In contrast to the life-changing experience reported by some former participants, however, participants were not fully debriefed by modern standards and many seemed to never fully understand the nature of the experiment according to exit interviews.

Variations

Milgram describes 19 variations of the experiment that he conducted in Obedience to Authority: An Experimental View. In general, he found that when the immediacy of the victim was increased, compliance decreased, and when immediacy of the authority increased, compliance increased (Experiments 1–4). For instance, in one variation where participants received instructions from the experimenter only by telephone (Experiment 2), compliance greatly decreased; interestingly, a number of participants deceived the experimenter by pretending to continue the experiment. In the variation where immediacy of the "learner" was closest, participants had to physically hold the learner's arm onto a shock plate, which decreased compliance (Experiment 4).
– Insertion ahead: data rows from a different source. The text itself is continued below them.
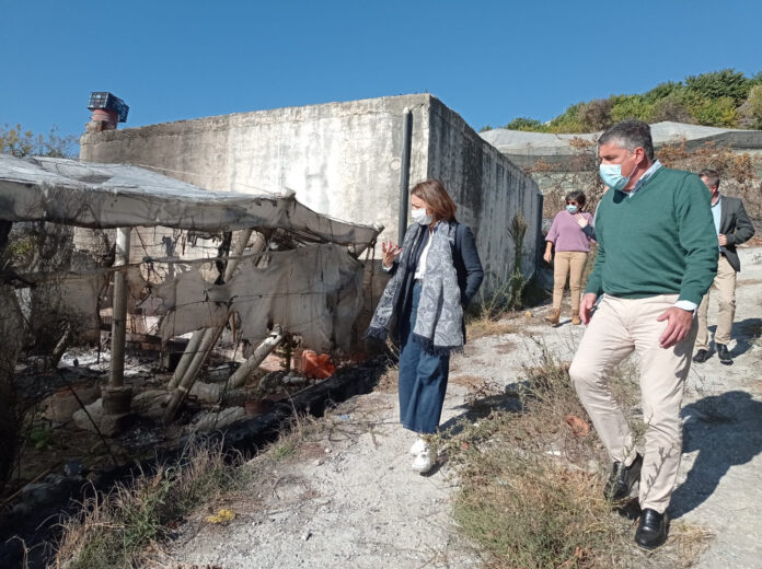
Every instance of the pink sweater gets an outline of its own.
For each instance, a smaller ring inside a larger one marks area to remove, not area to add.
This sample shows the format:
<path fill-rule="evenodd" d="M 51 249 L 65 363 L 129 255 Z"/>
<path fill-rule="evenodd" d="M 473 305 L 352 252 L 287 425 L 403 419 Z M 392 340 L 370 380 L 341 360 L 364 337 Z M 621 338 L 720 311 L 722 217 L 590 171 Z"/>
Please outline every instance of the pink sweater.
<path fill-rule="evenodd" d="M 582 211 L 582 216 L 592 225 L 592 216 Z M 590 239 L 582 233 L 574 216 L 565 209 L 556 213 L 553 218 L 551 230 L 545 236 L 545 241 L 553 243 L 556 251 L 590 251 Z"/>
In this latter condition 30 percent still completed the experiment.

In Experiment 8, women were used as participants (all of Milgram's other experiments used only men). Obedience did not differ significantly, though they indicated experiencing higher levels of stress.

In one version (Experiment 10), Milgram rented a modest office in Bridgeport, Connecticut, purporting to be run by a commercial entity called "Research Associates of Bridgeport" with no apparent connection to Yale, in order to eliminate the prestige of the university as a possible factor influencing participants' behavior. The results of this experiment did not significantly differ from those conducted at the Yale campus.

Milgram also combined the power of authority with that of conformity. In these experiments, the participant was joined by one or two additional "teachers" (who were actually actors, like the "learner"). The behavior of the participants' apparent peers strongly affected results. When two additional teachers refused to comply (Experiment 17), only four participants of 40 continued the experiment. In another version, (Experiment 18) the participant performed a subsidiary task with another "teacher" who complied fully. In this variation only three of 40 defied the experimenter.

In popular culture

Variations on the Milgram experiment have pervaded the popular culture through films and music.

The Tenth Level at the Internet Movie Database, was a 1975 TV dramatization of the experiment. Starring in the film were William Shatner, Ossie Davis, and John Travolta.
I comme Icare (English title: I as in Icarus), a 1979 movie by Henri Verneuil starring Yves Montand, contains a key scene where Milgram's experiment on obedience to authority is brilliantly explained and shown. It may add up to some conspiracy theories regarding the assassination of John F. Kennedy, since the plot of this film is largely an obvious subtext to the assassination of the Kennedy brothers.
Mon oncle d'Amérique, a 1980 movie by Alain Resnais, involves an experiment similar to Milgram's.
Ghostbusters, a blockbuster 1984 movie written by Harold Ramis and Dan Aykroyd, contains a scene introducing Bill Murray's character to the audience as a sly professor administering electrical shocks to a hapless college student while flirting with an attractive co-ed. Harold Ramis has said that this parody was inspired by the Milgram Experiment.
"We Do What We're Told (Milgram's 37)" is a Peter Gabriel song found in his 1986 album So. The title refers to the 37 out of 40 participants who showed complete obedience in one particular experiment.